A Python library for downloading various multimodal datasets used in machine learning research. This tool simplifies the process of obtaining datasets for multimodal analysis and experimentation.
You can install this package using pip:
pip install git+https://github.com/jmg049/DataSets.git
After installation, you can use the mm_dataset command-line tool:
mm_dataset --dataset DATASET_NAME [--download_dir DOWNLOAD_DIR] [--unzip] [--del_zip]
--dataset
: Required. Dataset to download. Choices are: ["mmimdb" "avmnist" "kinetics-sounds" "mosi" "mosei" "msp-improv" "iemocap" "genspeech" "tcd_voip" "audioset_urban_rural"]
--download_dir
: Directory to save the dataset (default: "data")
--unzip
: Flag to unzip the downloaded file (default: False)
--del_zip
: Flag to delete the zip file after unzipping (default: False)

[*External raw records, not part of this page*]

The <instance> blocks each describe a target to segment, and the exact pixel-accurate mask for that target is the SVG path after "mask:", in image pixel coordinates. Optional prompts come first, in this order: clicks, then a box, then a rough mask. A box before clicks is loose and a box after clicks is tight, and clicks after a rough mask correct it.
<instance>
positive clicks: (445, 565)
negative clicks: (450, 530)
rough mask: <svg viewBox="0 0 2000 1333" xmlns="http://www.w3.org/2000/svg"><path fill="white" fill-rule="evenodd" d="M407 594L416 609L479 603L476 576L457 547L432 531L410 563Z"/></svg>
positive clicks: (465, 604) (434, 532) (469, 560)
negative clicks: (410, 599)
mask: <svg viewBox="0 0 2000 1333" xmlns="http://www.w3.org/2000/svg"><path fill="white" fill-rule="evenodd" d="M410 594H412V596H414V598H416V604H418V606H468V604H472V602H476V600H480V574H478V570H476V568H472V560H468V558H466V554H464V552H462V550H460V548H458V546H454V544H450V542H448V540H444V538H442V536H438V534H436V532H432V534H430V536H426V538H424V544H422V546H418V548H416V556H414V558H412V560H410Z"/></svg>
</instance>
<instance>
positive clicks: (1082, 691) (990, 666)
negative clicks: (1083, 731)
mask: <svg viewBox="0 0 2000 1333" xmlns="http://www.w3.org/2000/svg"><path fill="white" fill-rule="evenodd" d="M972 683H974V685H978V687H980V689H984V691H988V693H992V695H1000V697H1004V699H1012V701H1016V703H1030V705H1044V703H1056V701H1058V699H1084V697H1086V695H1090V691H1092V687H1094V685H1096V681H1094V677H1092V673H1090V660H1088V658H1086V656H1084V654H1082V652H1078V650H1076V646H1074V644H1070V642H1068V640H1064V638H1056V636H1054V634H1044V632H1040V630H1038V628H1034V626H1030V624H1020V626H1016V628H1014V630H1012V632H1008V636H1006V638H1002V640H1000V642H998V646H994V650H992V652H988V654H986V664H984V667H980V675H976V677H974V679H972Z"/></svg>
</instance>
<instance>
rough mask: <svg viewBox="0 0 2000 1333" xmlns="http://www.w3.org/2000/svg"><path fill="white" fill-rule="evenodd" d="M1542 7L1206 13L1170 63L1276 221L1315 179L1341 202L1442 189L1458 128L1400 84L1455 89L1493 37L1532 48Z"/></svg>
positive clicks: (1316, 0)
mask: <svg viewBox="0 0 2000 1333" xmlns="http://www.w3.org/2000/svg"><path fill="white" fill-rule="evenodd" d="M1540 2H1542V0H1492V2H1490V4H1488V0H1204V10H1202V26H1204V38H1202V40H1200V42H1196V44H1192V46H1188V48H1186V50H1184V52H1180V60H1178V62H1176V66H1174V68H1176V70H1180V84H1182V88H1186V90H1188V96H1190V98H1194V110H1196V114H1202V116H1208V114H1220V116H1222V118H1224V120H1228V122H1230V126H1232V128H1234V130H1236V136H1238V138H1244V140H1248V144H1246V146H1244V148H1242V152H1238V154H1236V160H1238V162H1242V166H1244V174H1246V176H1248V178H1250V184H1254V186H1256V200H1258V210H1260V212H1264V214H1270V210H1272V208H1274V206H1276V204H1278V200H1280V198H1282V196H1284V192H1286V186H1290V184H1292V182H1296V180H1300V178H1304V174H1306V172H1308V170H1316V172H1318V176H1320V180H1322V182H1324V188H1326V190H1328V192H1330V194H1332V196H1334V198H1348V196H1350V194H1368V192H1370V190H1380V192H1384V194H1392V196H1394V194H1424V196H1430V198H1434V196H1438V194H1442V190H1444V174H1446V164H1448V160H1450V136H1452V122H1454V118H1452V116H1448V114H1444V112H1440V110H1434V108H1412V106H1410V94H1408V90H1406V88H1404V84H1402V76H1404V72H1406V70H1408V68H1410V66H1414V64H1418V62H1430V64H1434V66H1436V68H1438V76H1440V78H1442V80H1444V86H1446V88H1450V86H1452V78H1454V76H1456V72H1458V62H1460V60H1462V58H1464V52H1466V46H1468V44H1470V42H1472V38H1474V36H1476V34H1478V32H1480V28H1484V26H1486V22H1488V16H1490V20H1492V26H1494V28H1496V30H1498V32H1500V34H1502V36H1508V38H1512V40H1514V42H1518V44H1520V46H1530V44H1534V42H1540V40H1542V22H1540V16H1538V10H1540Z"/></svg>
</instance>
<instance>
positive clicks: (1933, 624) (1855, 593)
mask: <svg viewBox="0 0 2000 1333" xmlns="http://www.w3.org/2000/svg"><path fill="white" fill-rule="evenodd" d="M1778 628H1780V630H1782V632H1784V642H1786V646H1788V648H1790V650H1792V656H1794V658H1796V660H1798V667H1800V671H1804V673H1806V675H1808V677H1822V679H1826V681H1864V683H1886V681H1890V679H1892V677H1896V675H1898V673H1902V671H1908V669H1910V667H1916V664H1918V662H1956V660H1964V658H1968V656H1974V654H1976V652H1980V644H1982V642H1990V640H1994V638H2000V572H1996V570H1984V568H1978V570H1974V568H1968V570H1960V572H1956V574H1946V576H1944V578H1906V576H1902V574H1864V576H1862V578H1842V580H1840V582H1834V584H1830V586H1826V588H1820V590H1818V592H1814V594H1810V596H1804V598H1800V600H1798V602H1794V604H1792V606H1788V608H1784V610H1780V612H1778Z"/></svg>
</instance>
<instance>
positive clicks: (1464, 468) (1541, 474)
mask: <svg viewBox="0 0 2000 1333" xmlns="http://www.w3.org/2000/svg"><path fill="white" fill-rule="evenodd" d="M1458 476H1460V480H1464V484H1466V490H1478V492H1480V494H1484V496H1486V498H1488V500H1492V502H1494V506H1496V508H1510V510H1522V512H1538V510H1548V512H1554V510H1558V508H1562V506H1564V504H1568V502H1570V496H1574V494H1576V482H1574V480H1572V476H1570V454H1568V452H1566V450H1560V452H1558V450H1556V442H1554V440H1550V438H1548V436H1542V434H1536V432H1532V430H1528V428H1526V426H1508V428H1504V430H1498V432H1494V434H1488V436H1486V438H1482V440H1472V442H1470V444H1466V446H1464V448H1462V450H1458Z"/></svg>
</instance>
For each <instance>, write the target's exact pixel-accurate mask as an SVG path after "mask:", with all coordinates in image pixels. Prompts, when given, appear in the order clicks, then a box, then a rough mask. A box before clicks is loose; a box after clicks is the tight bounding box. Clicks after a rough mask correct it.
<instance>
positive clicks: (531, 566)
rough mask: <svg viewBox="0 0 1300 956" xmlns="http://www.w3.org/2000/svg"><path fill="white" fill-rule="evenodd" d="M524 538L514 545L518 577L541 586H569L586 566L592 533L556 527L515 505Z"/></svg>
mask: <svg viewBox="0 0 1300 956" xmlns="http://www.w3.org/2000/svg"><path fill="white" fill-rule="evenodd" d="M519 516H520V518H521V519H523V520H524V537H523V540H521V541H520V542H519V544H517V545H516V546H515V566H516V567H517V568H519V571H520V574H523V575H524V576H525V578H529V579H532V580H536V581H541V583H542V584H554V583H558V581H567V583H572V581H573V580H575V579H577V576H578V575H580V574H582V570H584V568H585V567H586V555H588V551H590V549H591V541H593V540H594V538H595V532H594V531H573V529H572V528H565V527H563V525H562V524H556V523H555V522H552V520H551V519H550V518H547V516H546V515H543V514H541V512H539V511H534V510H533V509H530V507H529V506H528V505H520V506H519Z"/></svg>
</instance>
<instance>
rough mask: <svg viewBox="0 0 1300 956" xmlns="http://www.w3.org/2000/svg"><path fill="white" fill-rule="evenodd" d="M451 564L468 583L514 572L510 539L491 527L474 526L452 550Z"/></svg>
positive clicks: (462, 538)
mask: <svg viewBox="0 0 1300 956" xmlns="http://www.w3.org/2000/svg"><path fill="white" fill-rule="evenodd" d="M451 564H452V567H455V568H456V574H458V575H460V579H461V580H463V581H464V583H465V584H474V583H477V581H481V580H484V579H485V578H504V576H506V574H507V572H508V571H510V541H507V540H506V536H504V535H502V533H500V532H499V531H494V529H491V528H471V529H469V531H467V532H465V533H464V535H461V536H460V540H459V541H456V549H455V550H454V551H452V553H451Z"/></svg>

The following datasets are supported:
- MMIMDb: Multimodal IMDb dataset
- AVMNIST: Audio-Visual MNIST dataset
- Kinetics-Sounds: Audio-visual dataset for action recognition
- MOSI: Multimodal Opinion Sentiment Intensity dataset
- MOSEI: Multimodal Opinion Sentiment and Emotion Intensity dataset
- MSP-IMPROV: Multimodal database of improvisational emotional dyadic interactions
- IEMOCAP: Interactive Emotional Dyadic Motion Capture database
- GenSpeech: Generated Speech dataset
- TCD-VOIP: Voice Over IP Quality dataset
- AudioSet Urban-Rural: Urban and rural sounds from AudioSet (wav only)
To download the MMIMDb dataset and save it in the "data" directory:
mm_dataset --dataset mmimdb --download_dir data --unzip --del_zip
This command will download the MMIMDb dataset, unzip it in the "data" directory, and delete the original zip file.
This project is licensed under the MIT License.